# Подзвучка Аккордеона/Баяна



## Ghelios (2 Июл 2012)

Предлагаю отписаться тем, кто имеет опыт работы с микрофонами.
Нужен микрофон для подзвуки аккордеона(играю в группе) Материала ,на просторах интернета, удивительно мало по этому вопросу. Советуют брать *opus 86 beyerdynamic*. Вроде бы неплохая *прищепка*. 
Есть у кого соображения по данному вопросу?


----------



## bayanistka (3 Июл 2012)

*Ghelios*,

Opus 86- вариант неплохой. Но я бы посоветовал Вам не связываться с данной моделью. Купите лучше Аудио- Технику АТМ350. Сразу почувствуете разницу - они обладают более тонкой чувствительностью и прослужат намного дольше чем Бейердинамик. Да и в цене разница не так уж велика.


----------



## Valah (3 Июл 2012)

У меня Opus 82, пользуюсь им уже лет 7 и в принципе доволен.
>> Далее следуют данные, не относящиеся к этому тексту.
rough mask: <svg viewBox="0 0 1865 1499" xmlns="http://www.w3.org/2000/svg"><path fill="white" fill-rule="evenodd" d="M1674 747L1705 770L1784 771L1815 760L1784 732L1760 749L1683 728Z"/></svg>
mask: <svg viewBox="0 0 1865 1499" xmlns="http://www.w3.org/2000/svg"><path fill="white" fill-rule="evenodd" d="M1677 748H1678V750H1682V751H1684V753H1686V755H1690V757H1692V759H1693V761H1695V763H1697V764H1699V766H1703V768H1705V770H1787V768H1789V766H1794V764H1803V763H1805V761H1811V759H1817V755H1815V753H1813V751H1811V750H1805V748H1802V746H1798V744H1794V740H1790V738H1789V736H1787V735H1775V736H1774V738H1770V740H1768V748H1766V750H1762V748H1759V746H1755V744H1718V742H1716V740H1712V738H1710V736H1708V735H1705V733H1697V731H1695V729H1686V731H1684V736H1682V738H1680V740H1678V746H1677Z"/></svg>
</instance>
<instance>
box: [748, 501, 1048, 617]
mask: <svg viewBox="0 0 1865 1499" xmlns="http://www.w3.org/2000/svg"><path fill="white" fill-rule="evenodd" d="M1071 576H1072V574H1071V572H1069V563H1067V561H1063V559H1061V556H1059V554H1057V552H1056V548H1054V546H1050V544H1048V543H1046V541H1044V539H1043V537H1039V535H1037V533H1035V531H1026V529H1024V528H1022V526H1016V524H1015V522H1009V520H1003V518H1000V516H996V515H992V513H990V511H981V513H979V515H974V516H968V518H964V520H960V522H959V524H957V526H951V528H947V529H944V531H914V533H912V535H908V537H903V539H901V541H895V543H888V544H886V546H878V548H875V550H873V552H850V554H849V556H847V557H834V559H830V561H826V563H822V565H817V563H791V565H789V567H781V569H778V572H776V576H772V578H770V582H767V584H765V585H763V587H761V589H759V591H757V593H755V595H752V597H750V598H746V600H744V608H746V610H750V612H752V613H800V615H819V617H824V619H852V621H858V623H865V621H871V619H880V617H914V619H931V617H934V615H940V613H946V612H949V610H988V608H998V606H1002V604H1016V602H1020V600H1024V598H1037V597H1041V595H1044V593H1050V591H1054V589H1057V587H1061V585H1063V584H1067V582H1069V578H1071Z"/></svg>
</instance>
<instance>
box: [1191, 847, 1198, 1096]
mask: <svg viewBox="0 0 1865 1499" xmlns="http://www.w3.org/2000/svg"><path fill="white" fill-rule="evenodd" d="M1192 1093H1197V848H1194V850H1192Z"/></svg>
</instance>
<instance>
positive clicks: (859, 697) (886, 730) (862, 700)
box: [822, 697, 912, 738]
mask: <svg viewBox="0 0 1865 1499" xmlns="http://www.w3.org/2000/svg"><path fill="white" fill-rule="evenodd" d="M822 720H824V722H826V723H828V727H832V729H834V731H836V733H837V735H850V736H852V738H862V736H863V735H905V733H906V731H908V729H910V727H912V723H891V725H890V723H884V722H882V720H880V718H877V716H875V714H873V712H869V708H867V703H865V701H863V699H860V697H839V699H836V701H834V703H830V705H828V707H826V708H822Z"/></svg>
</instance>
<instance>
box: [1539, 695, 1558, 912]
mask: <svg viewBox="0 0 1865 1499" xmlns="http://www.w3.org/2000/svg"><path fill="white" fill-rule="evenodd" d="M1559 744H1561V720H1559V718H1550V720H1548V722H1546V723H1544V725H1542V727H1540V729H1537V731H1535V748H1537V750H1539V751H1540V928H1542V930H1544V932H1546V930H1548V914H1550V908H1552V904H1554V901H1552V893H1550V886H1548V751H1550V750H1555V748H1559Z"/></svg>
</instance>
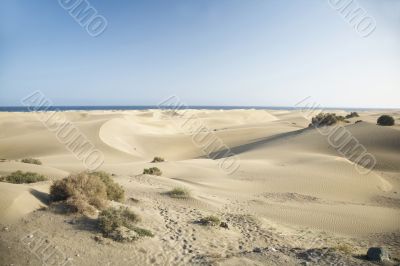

Из минусов: 1) ненадежное решение с крышкой, которая закрывает батарейку (крону), тем более, что она снизу а не сбоку, как на Sennheiser, AKG, и др.; 2) быстро садится крона (если аккумулятор на 200 mAh, то часа три работы; если батарея типа Duracel, то 6 часов); 3) если работать в составе с "живыми" барабанами и в небольшом помещении при энергичной музыке ловит другие инструменты и "заводится". 
По большому счёту, все эти проблемы решаемы, главное, что у него хороший приём сигнала; достойно снимает и не искажает звук со всей клавиатуры. 
Удачи в поиске!


----------



## Ghelios (3 Июл 2012)

Почитал про этот микрофон. Его советуют для духовых брать(сакс, труба , тромбон). Он идет без шнура и с радио? Там фантомное питание?
Основной приоритет при выборе микрофона у меня - он не должен заводится. Это очень распространенная проблема, часто аккордеон звучит тихо именно по этому - у звукорежа нет другого выбора.


----------



## Valah (3 Июл 2012)

Это радиомикрофон, там нет фантомного питания. Разница между 82 и 86 в способе крепления (прищепка и присоска), технические характеристики одинаковые. По поводу заводки, звукореж может вырезать частоту или поставить антифитбэк (мы так решаем проблему). 
А может лучше поискать и установить микрофоны внутрь инструмента (как у итальянцев)? Или купить аккордеон типа Roland, тогда точно проблем с заводкой не будет))


----------



## teo1234 (3 Июл 2012)

Neplohoi variant microfon AKG 516 ML s adapterom B29(vozmojnojno podcliuciti 2 microfona), ili adapter wireless AKG PT 40, PT 450 e PT 4000 a ese 
RADIOMICROFON AKG MOD. WMS40 MINI dlia acordeona,
udaci


----------



## Ghelios (3 Июл 2012)

Роланд или Хонер - пожалуй наилучшие варианты) Но это на будущее, пока консу нужно закончить))
Насчет микрофонов внутри инструмента - ограниченный бюджет пока не дает возможности эксперементировать. Есть знакомые, которые сами паяли схему, подзвучивали и левую и правую клавиатуру. Но это не очень надежно.

teo1234 писал:


> AKG MOD. WMS40 MINI


Спасибо за инфу, кстати хорошие отзывы об этом микрофоне и системе в целом


----------



## Valah (18 Дек 2012)

У кого есть опыт работы с микрофонами типа MT03- E SENNHEISER (EXTERNAL version) или как на видео: http://youtu.be/2YxIptNjYr8 напишите, пожалуйста, впечатления. 
У меня уже есть "beyerdynamic", но с ним иногда возникают проблемы о которых я писал выше Внутренние микрофоны пока не рассматриваю.
Заранее благодарю!


----------



## Яков505 (19 Дек 2012)

можете ещё здесь посмотреть! http://www.rumberger-soundproducts.de/


----------



## eXi (19 Дек 2012)

Тоже нужна была подзвучка. Мечтал о внутреннем. но потом понял что не потяну. Взял за 1000 грн Samson Co3. Конденсаторный. ловит правую отлично если с кемто играть, и выставить 180 град. не заводится никогда, разве что от контрабаса иногда. если одному играть, отодвинуть дальше, и ловит обе руки отлично. и стоечку к нему взял. очень доволен.


----------